Le Grand Hôtel du Pilat : un parfum de Suisse au cœur des montagnes ligériennes
D’après un récit de Pierre Mazet pour ses chroniques stéphanoises.
À la fin du XIXe siècle, l’Hôtel du Righi, perché à Glion en Suisse, attirait les plus grandes personnalités européennes. Parmi ses hôtes figuraient la reine Emma de Hollande, le prince d’Anhalt-Dessau, la famille d’Oscar Wilde lors du procès de l’écrivain, ou encore des participants à une conférence pour la paix à Chypre. La rumeur veut même que l’impératrice Sissi y ait séjourné à plusieurs reprises entre 1893 et 1898.
Si les monts du Pilat ne rivalisent pas avec les Alpes suisses, le panorama offert depuis le crêt de l’Œillon n’en demeure pas moins spectaculaire. C’est en s’appuyant sur cette richesse naturelle qu’un homme d’affaires et un médecin lyonnais eurent, à la Belle Époque, une idée ambitieuse : créer un établissement mêlant santé et villégiature. Leur projet ? Un sanatorium où malades et touristes pourraient profiter d’un air pur dans un cadre paisible.
Le site choisi fut la « Chaux d’Égallet », à 1 260 mètres d’altitude. C’est là que naquit le Grand Hôtel Sanatorium du Mont Pilat, rapidement rebaptisé « Hôtel climatique ».
Un établissement à la pointe du confort
À la Belle Époque, les fortunes industrielles issues du ruban et de la métallurgie prospéraient dans la région Rhône-Loire. Dans le même temps, la tuberculose gagnait du terrain, favorisant l’essor des stations thermales et des séjours en altitude. Les hôtels-sanatoriums devinrent alors des lieux prisés par une clientèle aisée en quête de santé… et de mondanités.

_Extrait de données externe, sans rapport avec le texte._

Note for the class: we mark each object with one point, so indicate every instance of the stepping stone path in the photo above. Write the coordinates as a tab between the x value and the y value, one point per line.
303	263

Le Grand Hôtel du Pilat s’inscrivait parfaitement dans cette tendance. Ce bâtiment imposant de trois étages, coiffé d’un toit pointu, offrait un niveau de confort remarquable pour l’époque : eau courante, électricité, chauffage central, téléphone, salles de bains modernes et sanitaires individuels. En 1903, une seconde aile fut construite, portant la capacité à 120 lits.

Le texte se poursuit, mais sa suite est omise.